In collaboration with Daros Latinamerica.
"Guillermo Kuitca. Das Lied von der Erde"
Guillermo Kuitca is one of Latin America's leading contemporary artists. He is born in Buenos Aires, Argentina, where he also lives and works. In the work of Guillermo Kuitca, realms like architecture, theatre, music and geography play a central part. A more and more reduced amount of motifs generated from maps, town plans, house plans, theatre seating plans, genealogical family trees and as an exception – the bed – are mostly talking about humans, which are since 1987 absent in his pictures. The exchange of humans and places might create a new kind of map, as he said in 2005: I use genealogical trees thinking that when I replace places for names of people a new type of map will appear.
(Guillermo Kuitca: Sperone Westwater catalogue, No. 27. 2005). A house plan might become human itself, as in "House Plan with Broken Heart" (1990) or in "House with AIDS" (1987). Theatre seating plans start to move or even to burst and maps become plans of links between humans. Where is the human in the practical and objective dimension of a plan? Where is the human in an empty bed?
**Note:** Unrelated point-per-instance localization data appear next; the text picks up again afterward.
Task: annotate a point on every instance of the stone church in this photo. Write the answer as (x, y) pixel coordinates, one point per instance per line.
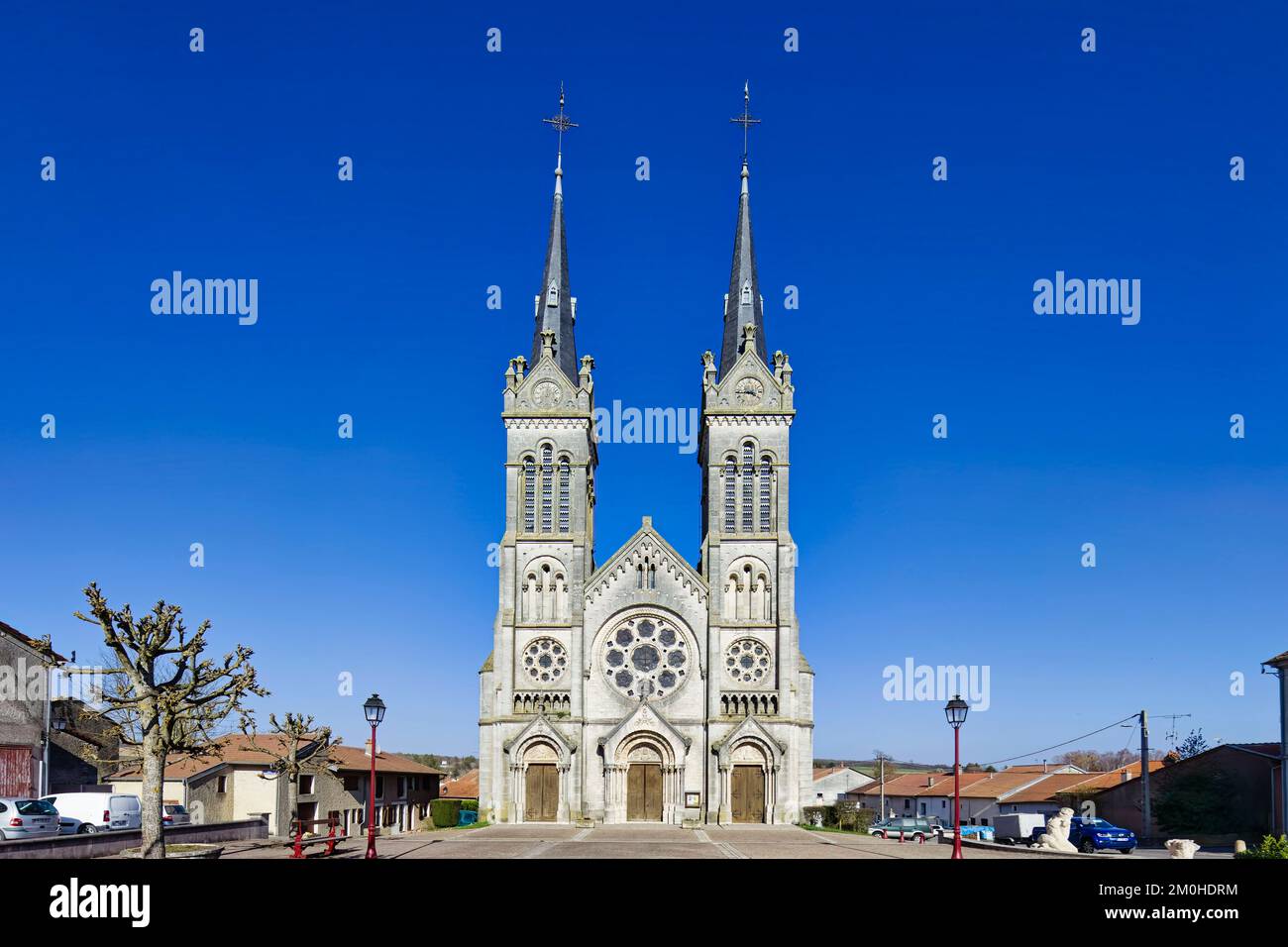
(639, 686)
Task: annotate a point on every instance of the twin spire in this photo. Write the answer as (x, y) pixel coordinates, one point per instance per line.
(555, 309)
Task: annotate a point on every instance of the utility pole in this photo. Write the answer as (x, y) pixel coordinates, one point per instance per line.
(881, 762)
(1278, 667)
(1144, 777)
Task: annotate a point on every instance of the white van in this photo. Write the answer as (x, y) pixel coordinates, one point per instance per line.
(99, 812)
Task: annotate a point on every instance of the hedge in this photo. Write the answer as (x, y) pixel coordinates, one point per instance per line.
(445, 813)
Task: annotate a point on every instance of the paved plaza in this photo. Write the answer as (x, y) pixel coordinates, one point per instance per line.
(625, 841)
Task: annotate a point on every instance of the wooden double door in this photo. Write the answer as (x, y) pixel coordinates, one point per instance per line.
(541, 792)
(747, 795)
(644, 792)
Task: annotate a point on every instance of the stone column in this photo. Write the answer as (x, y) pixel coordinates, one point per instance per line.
(772, 815)
(725, 814)
(516, 791)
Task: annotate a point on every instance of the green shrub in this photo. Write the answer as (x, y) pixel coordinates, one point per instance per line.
(1270, 847)
(445, 812)
(823, 815)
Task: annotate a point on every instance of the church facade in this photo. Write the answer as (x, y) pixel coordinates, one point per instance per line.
(643, 688)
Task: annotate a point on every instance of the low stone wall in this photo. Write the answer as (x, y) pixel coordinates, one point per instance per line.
(114, 843)
(1025, 849)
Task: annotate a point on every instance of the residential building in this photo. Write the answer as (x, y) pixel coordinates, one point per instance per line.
(84, 748)
(25, 711)
(241, 784)
(1239, 785)
(831, 783)
(1044, 768)
(403, 791)
(465, 787)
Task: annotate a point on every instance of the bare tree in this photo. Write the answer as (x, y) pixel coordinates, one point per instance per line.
(295, 749)
(163, 696)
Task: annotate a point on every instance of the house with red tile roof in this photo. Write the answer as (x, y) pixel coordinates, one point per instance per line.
(240, 783)
(1241, 783)
(832, 783)
(465, 787)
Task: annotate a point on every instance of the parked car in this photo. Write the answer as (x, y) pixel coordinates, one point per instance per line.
(912, 827)
(27, 818)
(99, 812)
(1094, 834)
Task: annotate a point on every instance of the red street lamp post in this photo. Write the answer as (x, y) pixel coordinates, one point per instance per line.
(375, 712)
(956, 714)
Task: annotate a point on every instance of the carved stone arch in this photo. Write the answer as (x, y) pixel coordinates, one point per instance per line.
(750, 744)
(537, 744)
(748, 594)
(644, 737)
(544, 590)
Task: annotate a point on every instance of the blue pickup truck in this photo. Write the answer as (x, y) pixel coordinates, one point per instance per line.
(1094, 834)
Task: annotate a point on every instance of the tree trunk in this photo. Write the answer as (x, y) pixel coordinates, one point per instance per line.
(292, 788)
(154, 779)
(292, 804)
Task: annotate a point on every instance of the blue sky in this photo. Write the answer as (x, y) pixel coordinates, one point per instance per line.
(370, 556)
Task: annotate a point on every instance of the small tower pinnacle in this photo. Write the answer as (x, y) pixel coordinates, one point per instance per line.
(554, 304)
(743, 305)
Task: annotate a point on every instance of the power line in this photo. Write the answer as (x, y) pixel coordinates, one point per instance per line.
(1034, 753)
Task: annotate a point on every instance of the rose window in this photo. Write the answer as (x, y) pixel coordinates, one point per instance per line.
(545, 660)
(645, 657)
(747, 660)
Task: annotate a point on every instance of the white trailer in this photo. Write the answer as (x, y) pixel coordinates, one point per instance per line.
(1017, 827)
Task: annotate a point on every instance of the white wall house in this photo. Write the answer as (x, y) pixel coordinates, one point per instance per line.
(833, 781)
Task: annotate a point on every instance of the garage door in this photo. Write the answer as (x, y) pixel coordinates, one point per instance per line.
(14, 771)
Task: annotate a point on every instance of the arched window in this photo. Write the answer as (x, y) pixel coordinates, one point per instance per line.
(529, 495)
(765, 479)
(548, 488)
(565, 493)
(730, 493)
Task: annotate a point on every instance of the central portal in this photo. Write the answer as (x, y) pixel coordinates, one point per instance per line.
(748, 793)
(541, 795)
(644, 792)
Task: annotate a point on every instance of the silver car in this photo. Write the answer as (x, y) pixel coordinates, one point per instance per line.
(27, 818)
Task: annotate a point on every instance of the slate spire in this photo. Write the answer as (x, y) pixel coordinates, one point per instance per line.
(743, 305)
(555, 303)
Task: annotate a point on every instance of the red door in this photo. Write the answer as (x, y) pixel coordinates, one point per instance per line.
(14, 771)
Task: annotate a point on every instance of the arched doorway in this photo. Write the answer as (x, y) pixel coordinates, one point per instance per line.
(644, 785)
(748, 784)
(540, 784)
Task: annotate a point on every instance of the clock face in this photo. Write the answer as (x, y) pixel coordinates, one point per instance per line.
(748, 390)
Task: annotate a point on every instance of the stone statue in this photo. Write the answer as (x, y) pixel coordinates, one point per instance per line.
(1056, 836)
(1181, 848)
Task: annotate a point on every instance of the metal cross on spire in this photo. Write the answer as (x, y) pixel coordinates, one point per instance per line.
(561, 123)
(745, 119)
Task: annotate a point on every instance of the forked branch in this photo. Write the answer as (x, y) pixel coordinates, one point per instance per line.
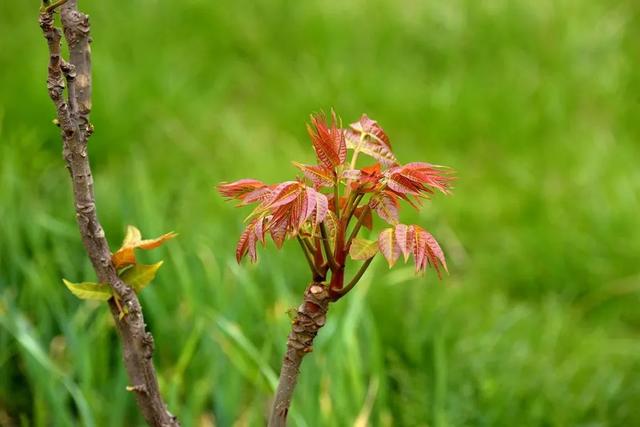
(73, 119)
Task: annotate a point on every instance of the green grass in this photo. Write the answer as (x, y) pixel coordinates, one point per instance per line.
(535, 104)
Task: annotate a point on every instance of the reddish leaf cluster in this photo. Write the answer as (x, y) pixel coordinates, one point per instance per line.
(322, 221)
(411, 240)
(283, 210)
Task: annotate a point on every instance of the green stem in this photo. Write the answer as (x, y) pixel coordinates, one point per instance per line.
(356, 229)
(342, 292)
(327, 248)
(316, 273)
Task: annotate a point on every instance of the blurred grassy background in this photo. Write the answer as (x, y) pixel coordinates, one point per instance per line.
(536, 104)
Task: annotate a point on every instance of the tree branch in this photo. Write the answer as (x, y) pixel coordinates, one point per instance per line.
(311, 316)
(73, 119)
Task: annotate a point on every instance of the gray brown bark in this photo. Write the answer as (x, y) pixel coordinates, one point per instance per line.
(73, 119)
(310, 317)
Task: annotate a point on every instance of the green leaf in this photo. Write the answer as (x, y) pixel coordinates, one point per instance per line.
(89, 290)
(363, 249)
(140, 275)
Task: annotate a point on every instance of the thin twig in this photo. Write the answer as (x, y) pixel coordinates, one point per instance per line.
(354, 281)
(327, 248)
(356, 228)
(317, 276)
(73, 118)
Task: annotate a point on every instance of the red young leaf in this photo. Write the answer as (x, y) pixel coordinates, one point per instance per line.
(318, 174)
(322, 207)
(278, 233)
(283, 194)
(243, 243)
(418, 179)
(328, 140)
(245, 190)
(427, 251)
(367, 221)
(404, 237)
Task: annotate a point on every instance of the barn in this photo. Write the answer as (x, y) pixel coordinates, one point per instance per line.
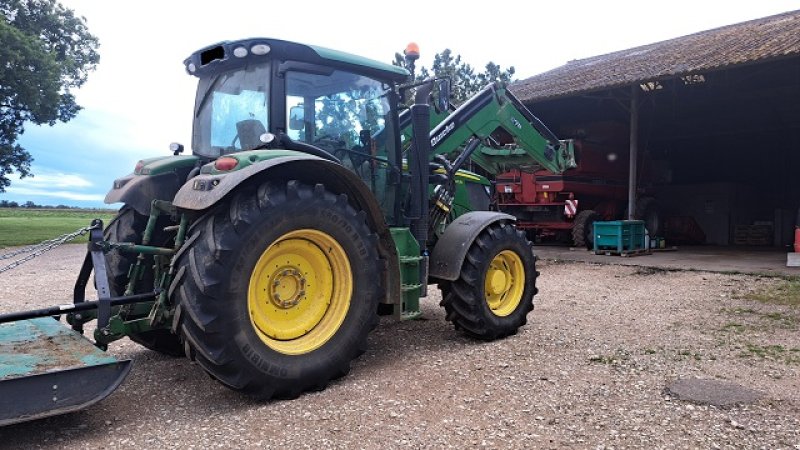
(716, 112)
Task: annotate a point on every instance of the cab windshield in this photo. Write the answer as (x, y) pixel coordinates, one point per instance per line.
(342, 112)
(231, 111)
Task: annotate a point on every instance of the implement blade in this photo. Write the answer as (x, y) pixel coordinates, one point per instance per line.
(47, 369)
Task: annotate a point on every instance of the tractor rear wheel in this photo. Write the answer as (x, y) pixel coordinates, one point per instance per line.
(494, 293)
(278, 289)
(128, 226)
(583, 229)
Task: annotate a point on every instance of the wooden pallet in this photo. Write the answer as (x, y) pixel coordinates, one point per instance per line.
(614, 252)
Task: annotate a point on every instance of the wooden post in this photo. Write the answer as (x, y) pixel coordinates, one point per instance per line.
(634, 147)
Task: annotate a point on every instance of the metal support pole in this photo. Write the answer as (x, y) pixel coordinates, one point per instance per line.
(634, 147)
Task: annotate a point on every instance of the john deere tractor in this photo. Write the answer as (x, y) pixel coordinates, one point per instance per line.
(312, 202)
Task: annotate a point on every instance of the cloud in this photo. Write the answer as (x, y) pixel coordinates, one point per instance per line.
(42, 192)
(47, 179)
(48, 183)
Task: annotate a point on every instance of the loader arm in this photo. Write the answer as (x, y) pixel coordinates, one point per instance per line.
(511, 135)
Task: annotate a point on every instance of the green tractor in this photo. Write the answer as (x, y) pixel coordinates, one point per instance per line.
(313, 202)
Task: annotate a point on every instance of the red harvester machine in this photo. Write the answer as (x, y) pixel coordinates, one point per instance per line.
(564, 207)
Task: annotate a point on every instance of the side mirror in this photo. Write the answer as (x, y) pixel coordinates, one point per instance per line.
(296, 118)
(443, 102)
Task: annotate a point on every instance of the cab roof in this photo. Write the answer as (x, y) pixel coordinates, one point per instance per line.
(229, 54)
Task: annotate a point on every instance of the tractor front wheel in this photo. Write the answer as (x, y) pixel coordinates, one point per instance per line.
(494, 293)
(278, 289)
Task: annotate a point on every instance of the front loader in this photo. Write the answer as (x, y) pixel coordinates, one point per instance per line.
(302, 214)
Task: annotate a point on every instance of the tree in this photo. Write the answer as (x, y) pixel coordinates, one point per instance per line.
(464, 81)
(46, 52)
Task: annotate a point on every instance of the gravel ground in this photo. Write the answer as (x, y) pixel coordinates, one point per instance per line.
(588, 371)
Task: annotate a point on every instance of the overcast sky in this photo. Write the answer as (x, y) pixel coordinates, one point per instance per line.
(140, 98)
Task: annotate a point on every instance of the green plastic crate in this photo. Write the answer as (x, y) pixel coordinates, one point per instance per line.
(619, 236)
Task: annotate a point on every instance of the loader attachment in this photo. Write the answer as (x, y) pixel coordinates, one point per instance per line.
(48, 369)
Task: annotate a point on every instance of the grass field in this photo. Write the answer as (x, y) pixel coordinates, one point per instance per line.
(23, 226)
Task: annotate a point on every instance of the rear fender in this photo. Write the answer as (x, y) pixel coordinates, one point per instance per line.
(207, 190)
(451, 249)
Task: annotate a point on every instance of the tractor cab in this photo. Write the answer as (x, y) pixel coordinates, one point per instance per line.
(253, 91)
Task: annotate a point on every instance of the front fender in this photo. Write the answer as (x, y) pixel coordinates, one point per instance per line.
(451, 249)
(154, 179)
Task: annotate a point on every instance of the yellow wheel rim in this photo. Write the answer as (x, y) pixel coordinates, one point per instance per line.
(504, 283)
(300, 291)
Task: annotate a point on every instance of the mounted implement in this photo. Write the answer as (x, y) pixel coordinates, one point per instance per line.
(301, 215)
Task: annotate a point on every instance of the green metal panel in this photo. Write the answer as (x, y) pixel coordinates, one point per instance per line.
(162, 164)
(250, 157)
(409, 254)
(29, 347)
(619, 236)
(349, 58)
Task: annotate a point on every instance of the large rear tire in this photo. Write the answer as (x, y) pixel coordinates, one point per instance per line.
(278, 289)
(128, 226)
(494, 293)
(583, 229)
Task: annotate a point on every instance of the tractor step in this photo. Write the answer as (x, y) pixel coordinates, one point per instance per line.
(48, 369)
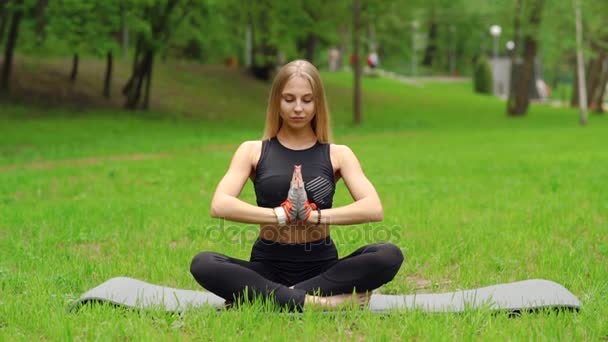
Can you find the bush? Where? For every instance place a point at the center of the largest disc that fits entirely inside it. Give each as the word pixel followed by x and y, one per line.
pixel 482 76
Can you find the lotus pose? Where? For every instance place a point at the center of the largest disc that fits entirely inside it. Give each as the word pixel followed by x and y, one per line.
pixel 294 169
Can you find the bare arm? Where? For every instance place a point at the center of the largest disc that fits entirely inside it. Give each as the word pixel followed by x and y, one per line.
pixel 226 203
pixel 366 206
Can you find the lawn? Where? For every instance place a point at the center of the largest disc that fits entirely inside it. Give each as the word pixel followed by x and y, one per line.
pixel 472 197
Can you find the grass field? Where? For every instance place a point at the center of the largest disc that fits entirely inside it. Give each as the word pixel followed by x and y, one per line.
pixel 473 198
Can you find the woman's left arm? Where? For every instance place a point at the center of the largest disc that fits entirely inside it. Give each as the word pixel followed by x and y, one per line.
pixel 366 206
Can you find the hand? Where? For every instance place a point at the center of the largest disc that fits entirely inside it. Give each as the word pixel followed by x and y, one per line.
pixel 303 206
pixel 297 206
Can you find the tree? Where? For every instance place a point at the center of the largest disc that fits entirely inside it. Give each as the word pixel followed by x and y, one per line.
pixel 154 22
pixel 357 61
pixel 3 19
pixel 522 76
pixel 580 63
pixel 17 8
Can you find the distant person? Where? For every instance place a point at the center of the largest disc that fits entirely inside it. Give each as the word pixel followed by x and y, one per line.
pixel 294 170
pixel 373 60
pixel 334 59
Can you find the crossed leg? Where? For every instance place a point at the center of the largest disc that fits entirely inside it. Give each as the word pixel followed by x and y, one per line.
pixel 366 269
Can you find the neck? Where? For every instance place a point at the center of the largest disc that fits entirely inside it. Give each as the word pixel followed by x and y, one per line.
pixel 297 137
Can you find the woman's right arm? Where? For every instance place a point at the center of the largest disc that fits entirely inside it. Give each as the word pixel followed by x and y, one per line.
pixel 226 203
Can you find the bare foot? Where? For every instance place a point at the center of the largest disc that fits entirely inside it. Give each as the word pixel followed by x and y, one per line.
pixel 336 301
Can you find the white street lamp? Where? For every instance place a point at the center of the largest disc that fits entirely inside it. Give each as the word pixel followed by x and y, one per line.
pixel 415 25
pixel 495 31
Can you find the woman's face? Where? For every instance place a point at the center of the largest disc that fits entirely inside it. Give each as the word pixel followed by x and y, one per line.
pixel 297 103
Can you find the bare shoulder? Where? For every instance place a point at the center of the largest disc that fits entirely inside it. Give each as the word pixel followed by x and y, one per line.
pixel 341 155
pixel 252 149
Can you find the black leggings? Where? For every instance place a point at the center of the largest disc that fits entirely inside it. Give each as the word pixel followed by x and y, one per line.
pixel 311 268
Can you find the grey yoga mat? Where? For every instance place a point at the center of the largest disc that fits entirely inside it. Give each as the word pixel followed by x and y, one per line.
pixel 524 295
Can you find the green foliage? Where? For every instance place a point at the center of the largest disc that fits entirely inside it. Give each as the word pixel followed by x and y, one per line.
pixel 482 76
pixel 86 27
pixel 472 198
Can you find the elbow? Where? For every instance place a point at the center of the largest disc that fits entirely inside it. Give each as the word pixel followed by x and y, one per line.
pixel 377 215
pixel 216 209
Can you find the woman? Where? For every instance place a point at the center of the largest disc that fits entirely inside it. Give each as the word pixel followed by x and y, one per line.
pixel 294 170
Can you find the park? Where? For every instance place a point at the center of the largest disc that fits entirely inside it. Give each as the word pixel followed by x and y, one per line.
pixel 480 124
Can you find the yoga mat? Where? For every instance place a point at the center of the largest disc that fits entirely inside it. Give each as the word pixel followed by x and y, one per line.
pixel 518 296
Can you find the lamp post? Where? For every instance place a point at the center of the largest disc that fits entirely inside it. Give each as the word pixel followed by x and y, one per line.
pixel 414 31
pixel 495 31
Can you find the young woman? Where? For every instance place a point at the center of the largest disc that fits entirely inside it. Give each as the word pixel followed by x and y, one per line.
pixel 294 170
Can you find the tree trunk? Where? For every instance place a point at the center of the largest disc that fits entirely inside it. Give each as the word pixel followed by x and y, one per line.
pixel 574 97
pixel 9 50
pixel 431 47
pixel 511 102
pixel 580 62
pixel 311 44
pixel 600 108
pixel 150 66
pixel 125 34
pixel 108 79
pixel 518 105
pixel 40 19
pixel 597 97
pixel 134 93
pixel 74 72
pixel 356 60
pixel 3 19
pixel 136 61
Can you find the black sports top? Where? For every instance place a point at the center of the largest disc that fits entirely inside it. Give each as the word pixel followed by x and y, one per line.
pixel 275 169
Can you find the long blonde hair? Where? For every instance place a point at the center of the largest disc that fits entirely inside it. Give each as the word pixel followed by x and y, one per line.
pixel 321 121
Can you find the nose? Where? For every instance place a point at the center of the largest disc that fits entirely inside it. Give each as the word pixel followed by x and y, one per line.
pixel 298 107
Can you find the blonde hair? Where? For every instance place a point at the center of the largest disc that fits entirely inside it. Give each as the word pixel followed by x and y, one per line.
pixel 321 121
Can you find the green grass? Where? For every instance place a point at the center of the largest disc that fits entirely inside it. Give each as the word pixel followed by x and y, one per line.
pixel 474 198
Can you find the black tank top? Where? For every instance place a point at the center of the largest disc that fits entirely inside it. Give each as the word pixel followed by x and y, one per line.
pixel 275 169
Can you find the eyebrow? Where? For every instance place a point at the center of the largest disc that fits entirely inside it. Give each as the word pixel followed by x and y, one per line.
pixel 290 94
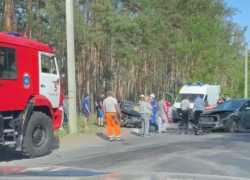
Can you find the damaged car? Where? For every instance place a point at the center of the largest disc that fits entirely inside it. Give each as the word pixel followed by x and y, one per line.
pixel 231 116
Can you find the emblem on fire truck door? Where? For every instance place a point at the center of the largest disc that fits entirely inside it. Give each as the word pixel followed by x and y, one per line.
pixel 26 80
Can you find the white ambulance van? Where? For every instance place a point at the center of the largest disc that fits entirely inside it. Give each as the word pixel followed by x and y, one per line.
pixel 210 94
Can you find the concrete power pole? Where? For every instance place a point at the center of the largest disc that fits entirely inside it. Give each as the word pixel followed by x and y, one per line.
pixel 71 67
pixel 246 73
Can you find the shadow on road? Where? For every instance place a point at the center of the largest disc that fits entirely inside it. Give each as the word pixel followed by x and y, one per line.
pixel 9 154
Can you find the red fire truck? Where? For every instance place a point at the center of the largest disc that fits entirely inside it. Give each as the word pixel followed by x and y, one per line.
pixel 30 95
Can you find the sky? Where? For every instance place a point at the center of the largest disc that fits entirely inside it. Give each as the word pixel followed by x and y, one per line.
pixel 243 15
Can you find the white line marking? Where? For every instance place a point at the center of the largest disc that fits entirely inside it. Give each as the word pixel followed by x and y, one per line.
pixel 97 145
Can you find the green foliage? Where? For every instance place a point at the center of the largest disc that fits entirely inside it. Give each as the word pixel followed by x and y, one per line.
pixel 145 46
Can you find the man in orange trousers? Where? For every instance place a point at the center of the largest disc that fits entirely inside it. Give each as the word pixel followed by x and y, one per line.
pixel 111 111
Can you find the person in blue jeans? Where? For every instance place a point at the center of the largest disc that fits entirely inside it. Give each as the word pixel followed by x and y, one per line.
pixel 154 109
pixel 99 109
pixel 162 119
pixel 86 110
The stories of the absent part in Kuitca's work become the most dominant and underline each picture with a strong human and at the same time uncanny feeling.
Bruno Bosteels is an Associate Professor of Spanish Literature at the Cornell University in Ithaca, New York. He received a PhD in Romance Languages and Literatures from the University of Pennsylvania in 1995 and a BA in Romance Philology from the Katholieke Universiteit Leuven, near Brussels, in Belgium in 1989. Before working at Cornell, he held positions as an assistant professor at Harvard University and at Columbia University. Bruno Bosteels is currently preparing two book manuscripts: one on Jose Luis Borges: "After Borges: Literature and Antiphilosophy" and one on the French philosopher Alain Badiou: "Badiou and Politics". Bruno Bosteels is the author of dozens of articles on modern Latin American literature and culture, contemporary European philosophy and political theory. He is a long time student of the works of Alain Badiou, which involves – as examples – basing the discourse on Hegelian terms, and to discuss antiphilosophy, materialistic dialectics and critical theory.